I'd first like to say that I really appreciate these forums and they have helped me out a lot. This is my first post but I've been reading and taking notes for a few months now. 

***Background info***
I purchased a golden tegu about 2-3months ago that had been returned by previous owner...I believe he is about a year old, he was a foot long from head to tail when purchased. I bought him because his behavior was so good outside of his cage when they brought him out (I had heard how aggressive they were) and had been interested in finding a B&W Argentine.

***Routine***
I take him out once a day 30min to 2hrs at a time, give him a warm bath which gets him to relieve himself then I just hang out with him closed off in the bathroom. I feed him in the bathroom with me using tongs & a food dish depending on the food i'm serving up that day. He is fine around me when he is "free roaming" he will climb all over me etc. He does not like to be directly pet and will often try to get away or raise up & hiss etc. but not tail whip or attempt to bite when free roaming. He calms down though and has now gotten to the point where he will let me pet him (occasionally) while free roaming. 

***Questions***
1. Cage Aggression - Even though I feed him outside of his enclosure, when I get him out it starts. He hisses, whips & bites. I only get him out when he is out and about, never when he is hiding under his substrate. I have tried every method, I go in very slow and calm and just put my hand in the cage...he does calm down if I keep my hand in there and will stop hissing etc. but he'll never just come to my hand, he just freezes up and everytime I get my hand a bit closer he gets alerted again. The second my hand touches him it's all over, he is flighting all over the cage and or biting. I still have to get him out tho to handle him and feed him, so inevitably I end up going in eagle style and have to come in from the top to get him out (Which i've read is not very good practice for trying to tame). Once I have him in my hands he is still pretty upset, will keep is mouth opened & try to bite me etc. I just keep petting him on the head and talking to him and he subdues shortly after & starts licking and allowing me to pet him anywhere on the face without aggression. He will still try to get out of my hands at times, and doesn't like being restricted...but he never goes back to wanting to bite at me. Right now he is in a 55 gallon wide tank that I use to house snakes in that only opens from the top, which is not ideal...I think if I had a cage that opened from the side that allowed him to naturally walk out a bit and I wasn't always coming for him from the top of the enclosure it would be better. Knowing this though I still cannot justify it, I do plan to make him a custom enclosure for when he is larger but until then the 55gal wide tank is more than sufficient for his size.

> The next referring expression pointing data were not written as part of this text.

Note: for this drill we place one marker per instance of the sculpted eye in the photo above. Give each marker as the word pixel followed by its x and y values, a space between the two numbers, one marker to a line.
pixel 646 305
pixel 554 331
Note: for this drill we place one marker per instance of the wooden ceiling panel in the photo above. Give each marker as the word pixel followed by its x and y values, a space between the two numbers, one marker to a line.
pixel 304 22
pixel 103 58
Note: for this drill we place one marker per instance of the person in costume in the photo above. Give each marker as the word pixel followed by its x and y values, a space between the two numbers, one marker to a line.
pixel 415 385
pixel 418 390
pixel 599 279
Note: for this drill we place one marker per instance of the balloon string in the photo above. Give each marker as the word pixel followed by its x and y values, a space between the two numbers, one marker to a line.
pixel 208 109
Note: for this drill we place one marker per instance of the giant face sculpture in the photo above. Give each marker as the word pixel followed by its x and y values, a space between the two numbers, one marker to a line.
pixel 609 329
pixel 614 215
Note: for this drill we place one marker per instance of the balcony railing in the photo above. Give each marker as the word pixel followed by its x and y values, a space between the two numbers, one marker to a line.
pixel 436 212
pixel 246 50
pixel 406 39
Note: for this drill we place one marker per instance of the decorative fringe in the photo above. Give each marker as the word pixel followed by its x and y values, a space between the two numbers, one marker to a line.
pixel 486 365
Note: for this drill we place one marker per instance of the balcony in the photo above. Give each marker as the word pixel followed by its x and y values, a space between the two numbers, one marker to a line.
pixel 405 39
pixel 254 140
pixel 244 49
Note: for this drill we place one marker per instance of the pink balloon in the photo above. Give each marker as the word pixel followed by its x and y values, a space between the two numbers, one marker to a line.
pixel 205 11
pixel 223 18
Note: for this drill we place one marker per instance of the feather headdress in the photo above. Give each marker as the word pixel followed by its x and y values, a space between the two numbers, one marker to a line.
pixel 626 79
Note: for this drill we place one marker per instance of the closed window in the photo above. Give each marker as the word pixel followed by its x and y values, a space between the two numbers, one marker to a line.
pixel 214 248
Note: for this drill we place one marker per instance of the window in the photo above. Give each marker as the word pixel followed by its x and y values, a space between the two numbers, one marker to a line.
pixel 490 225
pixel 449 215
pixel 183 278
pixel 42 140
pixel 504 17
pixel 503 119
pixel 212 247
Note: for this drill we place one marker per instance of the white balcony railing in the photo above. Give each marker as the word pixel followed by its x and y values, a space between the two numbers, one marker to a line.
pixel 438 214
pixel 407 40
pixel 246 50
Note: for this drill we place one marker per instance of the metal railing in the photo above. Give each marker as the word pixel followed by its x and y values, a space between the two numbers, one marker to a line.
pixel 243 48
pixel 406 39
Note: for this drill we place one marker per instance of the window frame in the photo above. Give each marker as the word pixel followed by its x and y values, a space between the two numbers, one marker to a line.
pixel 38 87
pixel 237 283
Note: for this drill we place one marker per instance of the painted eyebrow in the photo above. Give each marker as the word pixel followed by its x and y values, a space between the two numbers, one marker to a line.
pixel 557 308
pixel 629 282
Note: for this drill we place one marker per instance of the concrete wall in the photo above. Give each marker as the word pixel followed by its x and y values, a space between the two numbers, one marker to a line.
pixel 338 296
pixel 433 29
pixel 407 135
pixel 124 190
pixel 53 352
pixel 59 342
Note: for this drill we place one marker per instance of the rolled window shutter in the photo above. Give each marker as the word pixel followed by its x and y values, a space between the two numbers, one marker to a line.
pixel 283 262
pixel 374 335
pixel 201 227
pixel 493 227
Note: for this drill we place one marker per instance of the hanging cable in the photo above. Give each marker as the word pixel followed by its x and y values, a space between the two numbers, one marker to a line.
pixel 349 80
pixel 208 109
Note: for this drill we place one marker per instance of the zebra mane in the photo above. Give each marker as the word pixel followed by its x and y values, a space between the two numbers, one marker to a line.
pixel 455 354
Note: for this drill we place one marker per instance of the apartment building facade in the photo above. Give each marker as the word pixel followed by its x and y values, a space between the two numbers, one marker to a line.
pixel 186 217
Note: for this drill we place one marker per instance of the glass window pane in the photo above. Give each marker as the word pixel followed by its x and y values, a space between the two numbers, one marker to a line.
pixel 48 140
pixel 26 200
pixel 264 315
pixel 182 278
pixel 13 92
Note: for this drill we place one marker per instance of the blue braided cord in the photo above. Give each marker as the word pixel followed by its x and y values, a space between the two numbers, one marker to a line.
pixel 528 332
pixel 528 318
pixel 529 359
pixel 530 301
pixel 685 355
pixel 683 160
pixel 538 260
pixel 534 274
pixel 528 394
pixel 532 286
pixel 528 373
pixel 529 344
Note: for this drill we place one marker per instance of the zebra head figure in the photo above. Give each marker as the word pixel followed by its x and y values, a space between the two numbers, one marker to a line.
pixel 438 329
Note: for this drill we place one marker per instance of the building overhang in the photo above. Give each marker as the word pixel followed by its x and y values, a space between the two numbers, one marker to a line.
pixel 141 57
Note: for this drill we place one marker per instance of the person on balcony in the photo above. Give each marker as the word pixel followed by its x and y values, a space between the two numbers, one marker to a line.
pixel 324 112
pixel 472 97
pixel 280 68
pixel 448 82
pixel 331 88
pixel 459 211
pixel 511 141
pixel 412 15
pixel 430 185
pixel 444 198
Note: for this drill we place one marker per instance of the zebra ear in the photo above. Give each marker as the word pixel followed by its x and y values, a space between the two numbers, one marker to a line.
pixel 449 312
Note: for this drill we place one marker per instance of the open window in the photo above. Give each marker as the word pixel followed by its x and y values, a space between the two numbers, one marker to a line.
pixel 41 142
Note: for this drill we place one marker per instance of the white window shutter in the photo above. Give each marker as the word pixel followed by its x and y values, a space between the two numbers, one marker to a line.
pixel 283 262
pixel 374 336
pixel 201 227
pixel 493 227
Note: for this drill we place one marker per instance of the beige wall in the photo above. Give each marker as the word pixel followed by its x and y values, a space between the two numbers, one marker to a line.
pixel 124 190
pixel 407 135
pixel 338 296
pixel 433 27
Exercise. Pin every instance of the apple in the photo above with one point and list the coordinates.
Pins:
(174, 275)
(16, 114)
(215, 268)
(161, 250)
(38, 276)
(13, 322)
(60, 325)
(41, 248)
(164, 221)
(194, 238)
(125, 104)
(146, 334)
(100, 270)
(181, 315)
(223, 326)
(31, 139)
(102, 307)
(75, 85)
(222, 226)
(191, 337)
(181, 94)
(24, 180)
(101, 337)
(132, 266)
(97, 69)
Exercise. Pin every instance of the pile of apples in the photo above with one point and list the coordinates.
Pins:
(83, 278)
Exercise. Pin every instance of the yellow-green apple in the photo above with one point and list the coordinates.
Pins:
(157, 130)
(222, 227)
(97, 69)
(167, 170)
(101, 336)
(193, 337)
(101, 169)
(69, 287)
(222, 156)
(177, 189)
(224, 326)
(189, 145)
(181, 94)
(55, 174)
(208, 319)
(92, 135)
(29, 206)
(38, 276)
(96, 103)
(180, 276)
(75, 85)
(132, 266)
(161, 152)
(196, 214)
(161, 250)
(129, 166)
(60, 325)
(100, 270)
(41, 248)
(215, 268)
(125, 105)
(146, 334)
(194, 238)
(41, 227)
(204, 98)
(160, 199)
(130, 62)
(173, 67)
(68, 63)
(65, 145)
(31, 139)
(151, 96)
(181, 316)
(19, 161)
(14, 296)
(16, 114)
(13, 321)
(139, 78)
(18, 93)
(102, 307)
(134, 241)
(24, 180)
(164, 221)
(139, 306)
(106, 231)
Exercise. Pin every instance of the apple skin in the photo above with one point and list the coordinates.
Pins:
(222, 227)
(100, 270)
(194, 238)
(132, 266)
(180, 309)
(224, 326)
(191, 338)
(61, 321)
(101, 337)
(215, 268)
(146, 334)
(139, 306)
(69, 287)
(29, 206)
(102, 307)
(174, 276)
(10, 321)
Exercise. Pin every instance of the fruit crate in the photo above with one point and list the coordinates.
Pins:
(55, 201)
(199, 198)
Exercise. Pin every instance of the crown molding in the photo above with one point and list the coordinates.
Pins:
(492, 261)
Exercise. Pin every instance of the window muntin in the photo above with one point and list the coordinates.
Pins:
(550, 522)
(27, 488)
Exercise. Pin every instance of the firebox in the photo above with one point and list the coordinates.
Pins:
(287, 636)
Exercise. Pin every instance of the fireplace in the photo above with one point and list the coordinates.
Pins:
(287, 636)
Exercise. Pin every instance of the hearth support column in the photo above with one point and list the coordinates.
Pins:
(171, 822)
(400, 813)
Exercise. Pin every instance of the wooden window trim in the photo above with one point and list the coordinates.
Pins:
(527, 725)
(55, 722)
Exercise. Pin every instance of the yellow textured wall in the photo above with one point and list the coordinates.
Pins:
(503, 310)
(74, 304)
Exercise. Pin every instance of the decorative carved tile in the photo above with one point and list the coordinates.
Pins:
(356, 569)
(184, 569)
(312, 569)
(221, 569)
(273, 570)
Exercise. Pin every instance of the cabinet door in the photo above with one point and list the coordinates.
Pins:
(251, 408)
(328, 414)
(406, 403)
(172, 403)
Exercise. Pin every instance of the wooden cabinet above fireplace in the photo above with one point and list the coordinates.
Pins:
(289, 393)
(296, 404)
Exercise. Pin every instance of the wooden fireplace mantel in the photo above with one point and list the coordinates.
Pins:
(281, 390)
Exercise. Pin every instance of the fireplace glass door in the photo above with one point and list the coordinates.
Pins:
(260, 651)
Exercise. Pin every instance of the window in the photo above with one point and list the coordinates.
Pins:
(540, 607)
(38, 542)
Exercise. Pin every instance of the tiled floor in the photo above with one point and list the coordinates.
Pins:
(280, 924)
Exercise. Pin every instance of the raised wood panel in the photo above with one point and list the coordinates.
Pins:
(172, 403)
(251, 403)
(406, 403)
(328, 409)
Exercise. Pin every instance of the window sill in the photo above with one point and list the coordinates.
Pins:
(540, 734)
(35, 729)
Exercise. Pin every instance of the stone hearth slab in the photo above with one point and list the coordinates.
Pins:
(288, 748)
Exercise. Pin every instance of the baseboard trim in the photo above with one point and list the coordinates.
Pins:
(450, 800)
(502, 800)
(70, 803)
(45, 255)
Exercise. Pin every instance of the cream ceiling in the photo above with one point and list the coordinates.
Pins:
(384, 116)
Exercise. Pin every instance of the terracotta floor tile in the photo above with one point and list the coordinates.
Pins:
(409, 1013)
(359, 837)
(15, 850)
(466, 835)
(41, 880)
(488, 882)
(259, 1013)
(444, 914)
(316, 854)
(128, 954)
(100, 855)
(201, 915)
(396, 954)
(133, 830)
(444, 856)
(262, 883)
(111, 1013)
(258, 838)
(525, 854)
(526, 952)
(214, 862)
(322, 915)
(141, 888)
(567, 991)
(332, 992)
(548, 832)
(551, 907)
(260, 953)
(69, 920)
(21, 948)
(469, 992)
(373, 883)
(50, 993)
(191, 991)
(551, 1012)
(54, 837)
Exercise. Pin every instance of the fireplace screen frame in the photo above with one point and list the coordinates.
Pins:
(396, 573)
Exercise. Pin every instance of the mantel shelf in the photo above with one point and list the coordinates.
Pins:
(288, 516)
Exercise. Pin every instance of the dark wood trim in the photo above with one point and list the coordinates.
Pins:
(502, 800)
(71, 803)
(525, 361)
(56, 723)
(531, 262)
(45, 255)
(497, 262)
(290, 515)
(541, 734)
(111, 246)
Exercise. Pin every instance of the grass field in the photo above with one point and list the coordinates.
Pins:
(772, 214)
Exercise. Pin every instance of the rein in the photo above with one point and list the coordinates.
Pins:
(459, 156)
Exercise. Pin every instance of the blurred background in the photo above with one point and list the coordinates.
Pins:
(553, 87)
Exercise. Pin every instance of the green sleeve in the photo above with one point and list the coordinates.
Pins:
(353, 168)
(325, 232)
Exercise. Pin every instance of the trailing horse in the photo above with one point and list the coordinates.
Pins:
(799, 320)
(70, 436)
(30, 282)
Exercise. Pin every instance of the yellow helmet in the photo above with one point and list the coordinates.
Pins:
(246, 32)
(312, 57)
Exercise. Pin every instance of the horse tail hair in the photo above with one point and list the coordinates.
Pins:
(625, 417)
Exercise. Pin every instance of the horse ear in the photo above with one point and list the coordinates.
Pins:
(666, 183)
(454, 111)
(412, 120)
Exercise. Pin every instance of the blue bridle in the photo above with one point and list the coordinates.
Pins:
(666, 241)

I just don't know what to do about this, he is great outside of his tank for the most part and i've made huge progress in that respect but the cage aggression is not getting any better. Even after spending 2hrs bonding with him that day, when putting him back in his enclosure it's like it never happened. He goes right back to hissing & tail whipping as soon as he gets in the enclosure. I have resorted to wearing a glove initially when taking him out, yeah the bite isn't that bad and I tried that also just letting him bite my hand and showing no fear to let him know that biting is not going to help. I just end up with lots of bites and less encouragement to keep it up...so I use a glove. 

2. Changing Day/Night cycles - Right now my lights on schedule is from 7am-7pm, within an hour of light being on he is usually awake and out basking and roaming around so by about 8am. He only stays out for maybe 3-4hrs...usually by around 11am he is already back to hiding and won't come out again for the day. I don't know if this is typical or if it's because we're into the colder months, but I have a fairly short window to get him out and handle/feed him without disturbing him while hiding. Anyways I guess the real question is, i'm going to be changing my work schedule soon and have to change the day/night cycle around on him in order to still have time to handle him...the Tegu and I are going to an overnight schedule so instead of his lights coming on at 7am...it's going to be more like 7pm..to 7am. Does anyone have experience in best way to do this? I'm probably putting too much thought into it, just change his light schedule and he'll come out whenever the lights are on but any advice would be appreciated.


----------



## Bubblz Calhoun (Nov 18, 2012)

_Welcome to the site and congrats on the new gu. 

The whole process takes time, you just have to keep at it. Some longer than others and there will be good days or weeks and bad, some times more bad then good. From your description he's still young, small and you've only had it about three months, they also get calmer with size.

With the tank you can try coming in from one side and approach at his level, so you're not always approaching or grabbing him from above. How much time you spend working with them doesn't matter to them. It's more the process and how things play out that they learn from. If he's use to you coming into his territory and chasing him down, then that's what he'll expect, be and get ready for when ever you come in.

Once out it's a different process with more to take into consideration. Usually both of you are a little calmer and he just spent what ever amount of energy trying to keep away from you. As for him being calmer at the shop, it can go either way but it's not always a good thing. Once you get them home and they settle in you see the other side.

Changing the cycles can be done but also takes time. 

It's only been about three months, still in the early stages of the process. Even if or when you have one good day, week or even a couple of weeks it could all change the next day for a while then go back to normal. 

There are no quick fixes, it just takes time. When people see calm, reptiles hanging out with their owner, in shops, at shows or what ever few people think about the time and work that was put into it for it to be that way. It doesn't happen over night and rarely even a few months._


----------



## Mark Davidson (Jan 9, 2013)

I disagree with you. It depends on the animal. Animals will be calm/tame is you be calm/tame.


----------